Returning follow-up tasks

sample_complete and task_complete fire as work completes. Besides observing results, they can return tasks to add to the run, which run after the current batch. sample_complete also receives the Task the sample ran under (the sample alone doesn’t identify its task):

class Curriculum(TaskSource):
    def initial_tasks(self) -> list[Task]:
        return [easy_task()]

    async def task_complete(self, log: EvalLog) -> list[Task] | None:
        # advance only if the model passed
        accuracy = log.results.scores[0].metrics["accuracy"].value
        if accuracy >= 0.8:
            return [harder_task()]
        return None

A source that returns follow-ups from these callbacks needs no next_tasks(): the run ends when the callbacks return nothing and next_tasks() returns None. Use next_tasks() for the blocking case a per-result callback can’t express.

Sources from callbacks

TaskSource.from_tasks() builds a source from a seed and optional callbacks, without subclassing:

from inspect_ai import TaskSource

scores: list[float] = []

async def on_task(log):
    scores.append(log.results.scores[0].metrics["accuracy"].value)
    return [next_task()] if sum(scores) / len(scores) < 0.9 else None

source = TaskSource.from_tasks([seed_task()], task_complete=on_task)
eval(source, model="openai/gpt-4o")

from_tasks(initial_tasks, *, next_tasks=None, sample_complete=None, task_complete=None) delegates to the callables. Omitting next_tasks and returning nothing from the callbacks stops after the seed.

The @task_source decorator

@task_source registers a named, parameterized source, like @task:

from inspect_ai import TaskSource, task_source


@task_source(name="curriculum")
def curriculum(target: float = 0.8) -> TaskSource:
    async def advance(log):
        accuracy = log.results.scores[0].metrics["accuracy"].value
        return [harder_task()] if accuracy >= target else None

    return TaskSource.from_tasks([easy_task()], task_complete=advance)

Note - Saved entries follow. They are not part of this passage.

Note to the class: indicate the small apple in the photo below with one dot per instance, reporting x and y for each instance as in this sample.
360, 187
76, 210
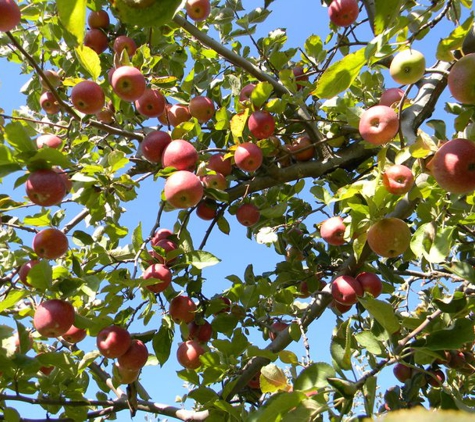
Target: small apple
202, 108
261, 124
50, 243
88, 97
188, 354
180, 154
198, 10
248, 214
332, 231
343, 12
389, 237
53, 317
159, 272
45, 187
346, 289
135, 357
408, 67
151, 103
182, 309
113, 341
378, 125
248, 156
128, 83
370, 283
183, 189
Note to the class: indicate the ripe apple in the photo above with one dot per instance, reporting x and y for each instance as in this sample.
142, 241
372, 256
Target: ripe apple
453, 166
45, 187
248, 214
135, 357
96, 40
49, 103
151, 103
379, 124
332, 231
182, 309
113, 341
88, 97
276, 328
389, 237
98, 19
261, 124
370, 283
123, 42
248, 156
343, 12
198, 10
402, 372
50, 243
10, 15
53, 317
346, 289
47, 140
128, 83
183, 189
202, 108
391, 96
398, 179
161, 273
408, 66
180, 154
188, 354
201, 333
75, 335
219, 164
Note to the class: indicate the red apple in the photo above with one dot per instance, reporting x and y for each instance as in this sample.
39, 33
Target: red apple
151, 103
113, 341
161, 273
332, 231
153, 145
88, 97
389, 237
370, 283
75, 335
182, 309
10, 15
47, 140
453, 166
202, 108
248, 156
128, 83
183, 189
398, 179
49, 103
135, 357
50, 243
45, 187
200, 332
180, 154
98, 19
343, 12
261, 124
378, 125
53, 317
96, 40
248, 214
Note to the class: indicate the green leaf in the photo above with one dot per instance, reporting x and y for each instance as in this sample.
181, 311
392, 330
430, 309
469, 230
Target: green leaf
89, 60
72, 15
340, 75
382, 312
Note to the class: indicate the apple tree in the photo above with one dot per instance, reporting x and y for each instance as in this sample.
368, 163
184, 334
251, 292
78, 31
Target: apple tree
352, 157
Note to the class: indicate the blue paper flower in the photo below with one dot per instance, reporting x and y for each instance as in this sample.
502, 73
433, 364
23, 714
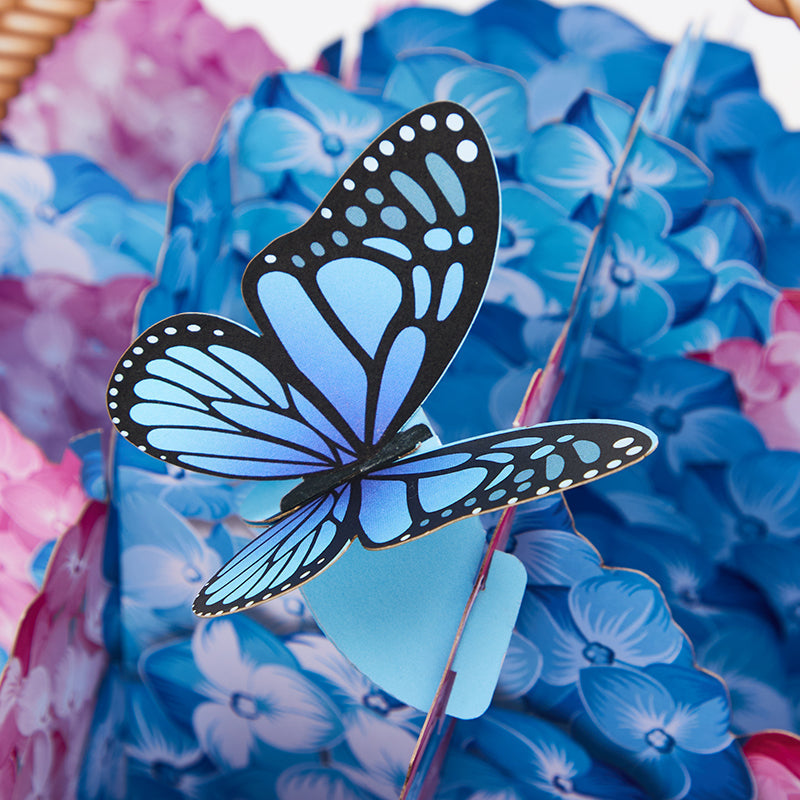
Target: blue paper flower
664, 184
653, 719
309, 127
615, 618
92, 230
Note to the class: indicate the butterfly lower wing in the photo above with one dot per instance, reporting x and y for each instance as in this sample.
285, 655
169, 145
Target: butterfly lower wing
291, 552
197, 391
371, 298
490, 472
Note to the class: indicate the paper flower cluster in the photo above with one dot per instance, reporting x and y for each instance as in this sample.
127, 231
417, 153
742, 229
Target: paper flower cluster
39, 500
139, 87
681, 329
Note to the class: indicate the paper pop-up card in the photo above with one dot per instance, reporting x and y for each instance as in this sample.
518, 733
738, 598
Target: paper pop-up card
471, 260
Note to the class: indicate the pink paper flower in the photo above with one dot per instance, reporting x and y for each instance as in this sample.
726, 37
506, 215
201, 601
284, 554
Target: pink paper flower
768, 377
59, 341
38, 502
138, 86
774, 759
48, 689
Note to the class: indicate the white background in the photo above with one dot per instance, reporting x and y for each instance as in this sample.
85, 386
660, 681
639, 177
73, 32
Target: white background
298, 29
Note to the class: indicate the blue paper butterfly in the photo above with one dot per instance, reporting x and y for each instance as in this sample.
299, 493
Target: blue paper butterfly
361, 310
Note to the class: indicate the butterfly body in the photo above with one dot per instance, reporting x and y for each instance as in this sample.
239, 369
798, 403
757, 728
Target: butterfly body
360, 311
312, 486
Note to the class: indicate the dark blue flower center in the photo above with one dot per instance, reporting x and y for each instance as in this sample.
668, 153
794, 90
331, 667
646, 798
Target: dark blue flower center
660, 740
623, 275
698, 106
245, 705
332, 144
777, 217
596, 653
562, 783
164, 773
669, 420
507, 237
751, 527
377, 700
689, 597
191, 574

Run it from the CLI like a task, including -T arguments and a file.py@name spec:

inspect eval curriculum.py@curriculum -T target=0.9 --model openai/gpt-4o

eval() accepts a TaskSource instance, a @task_source function, a registered name, or a file.py@name spec.

Adding tasks imperatively

enqueue_task() adds tasks to the current run from any code — a solver, scorer, or tool — not only a TaskSource:

from inspect_ai import enqueue_task
from inspect_ai.solver import Generate, TaskState, solver


@solver
def spawn_followup():
    async def solve(state: TaskState, generate: Generate) -> TaskState:
        enqueue_task(followup_task())
        return state

    return solve

Enqueued tasks run under the current run id, resolved against the run’s models and config, and share a buffer with tasks returned from sample_complete / task_complete. enqueue_task() raises if no eval is running.

Concurrency

A TaskSource run is live: a task added mid-run starts as soon as there is free capacity, rather than waiting for a batch boundary.

Capacity is bounded by max_tasks (the number of concurrent task × model units). If the seed fills every slot, a follow-up waits until a slot frees, so to run follow-ups alongside the seed, set max_tasks above the number of seed units. A seed of two tasks across two models is four units, so --max-tasks 6 leaves room:

inspect eval curriculum.py@curriculum --max-tasks 6 --model openai/gpt-4o,openai/gpt-4o-mini

With the default max_tasks (the model count), follow-ups run after a seed task finishes rather than alongside it. See Parallelism for more on max_tasks.